I was diagnosed with depression after being "really sad" for a year or so while having problems sleeping at the same time. My doctor sent me to both a psychologist and a neurologist to see how much one was effecting the other and to possibly find if one actually caused the other.

After a few months of therapy and a few sleep studies, everyone got together and decided I had both depression and several sleep disorders including insomnia, narcolepsy and sleep apnea. (For those of you wondering, you can have insomnia and narcolepsy at the same time - they call it "narcoleptic insomnia." A bit contradictory but it's defined as you can't sleep but when you do, <boom> you're out.) Anyway, my psychologist diagnosed me with depression and SAD, which was weird to me because I am generally an outgoing person and never felt anxiety in public places or around people. I was put on a CPAP machine for my sleep apnea and given Lithium for my depression.

Once I got a good nights' sleep - which, by the way, was the first time I had slept well in my entire life and I was amazed at how good I felt - I took my lithium for the first time.
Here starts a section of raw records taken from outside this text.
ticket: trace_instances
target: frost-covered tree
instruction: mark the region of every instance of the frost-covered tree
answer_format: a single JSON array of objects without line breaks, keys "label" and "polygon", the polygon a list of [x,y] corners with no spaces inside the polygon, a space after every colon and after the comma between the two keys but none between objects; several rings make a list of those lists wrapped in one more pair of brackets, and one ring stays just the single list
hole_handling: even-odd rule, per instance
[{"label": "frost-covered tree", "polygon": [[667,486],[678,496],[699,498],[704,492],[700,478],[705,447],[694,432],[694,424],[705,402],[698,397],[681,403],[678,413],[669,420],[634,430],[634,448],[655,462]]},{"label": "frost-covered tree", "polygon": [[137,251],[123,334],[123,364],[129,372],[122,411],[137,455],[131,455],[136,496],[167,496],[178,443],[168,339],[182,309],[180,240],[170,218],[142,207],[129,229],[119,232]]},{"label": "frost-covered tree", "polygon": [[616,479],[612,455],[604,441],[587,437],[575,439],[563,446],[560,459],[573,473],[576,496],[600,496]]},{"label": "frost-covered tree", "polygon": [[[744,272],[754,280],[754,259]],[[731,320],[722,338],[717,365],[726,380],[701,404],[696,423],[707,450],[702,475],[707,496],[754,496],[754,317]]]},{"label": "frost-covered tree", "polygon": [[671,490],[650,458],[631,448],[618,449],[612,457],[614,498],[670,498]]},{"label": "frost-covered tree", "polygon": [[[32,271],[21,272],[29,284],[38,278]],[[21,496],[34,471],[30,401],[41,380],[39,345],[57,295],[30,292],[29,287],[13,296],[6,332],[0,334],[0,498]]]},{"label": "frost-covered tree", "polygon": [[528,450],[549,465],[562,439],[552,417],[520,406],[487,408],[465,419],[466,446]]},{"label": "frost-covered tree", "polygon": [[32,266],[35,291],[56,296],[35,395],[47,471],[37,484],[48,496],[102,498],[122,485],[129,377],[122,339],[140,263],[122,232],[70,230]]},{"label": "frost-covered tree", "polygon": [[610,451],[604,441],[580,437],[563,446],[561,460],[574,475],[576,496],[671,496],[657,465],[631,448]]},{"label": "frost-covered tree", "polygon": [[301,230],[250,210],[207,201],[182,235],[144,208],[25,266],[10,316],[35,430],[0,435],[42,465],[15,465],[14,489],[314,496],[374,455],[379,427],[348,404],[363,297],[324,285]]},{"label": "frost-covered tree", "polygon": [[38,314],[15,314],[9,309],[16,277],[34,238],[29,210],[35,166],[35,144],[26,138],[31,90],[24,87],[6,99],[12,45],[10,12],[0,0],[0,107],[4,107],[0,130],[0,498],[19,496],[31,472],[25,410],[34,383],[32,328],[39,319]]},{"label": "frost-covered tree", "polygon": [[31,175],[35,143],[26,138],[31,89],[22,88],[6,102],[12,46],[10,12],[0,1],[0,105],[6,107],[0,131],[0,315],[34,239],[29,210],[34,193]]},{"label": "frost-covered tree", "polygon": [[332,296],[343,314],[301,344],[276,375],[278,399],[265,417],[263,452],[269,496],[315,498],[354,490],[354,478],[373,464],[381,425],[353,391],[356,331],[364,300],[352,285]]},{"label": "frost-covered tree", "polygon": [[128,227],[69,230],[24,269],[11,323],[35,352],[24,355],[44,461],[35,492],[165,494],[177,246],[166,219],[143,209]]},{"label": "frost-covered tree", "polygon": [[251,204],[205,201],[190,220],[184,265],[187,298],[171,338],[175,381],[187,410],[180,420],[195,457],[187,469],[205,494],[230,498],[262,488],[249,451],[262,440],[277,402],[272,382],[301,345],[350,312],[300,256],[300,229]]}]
The side effects are not pretty but within the first hour of taking the first pill, I felt completely different in a good way.

I have been off lithium in the past while my doctor tried new drugs on me but have always gone back to the lithium and have remained on it since my MS diagnosis 3 years ago.

Now when somoene tells me they suffer from depression, I DO know how they feel but, honestly, I can't remember it. I remember that I didn't enjoy it and I knew something was wrong with me but just couldn't get out of bed to get help but that's it. It all seems like a really bad nightmare where you know what happened but you really can't remember the details.

Good luck to those of you who are still searching for that feeling - speaking from experience, I know you can find it.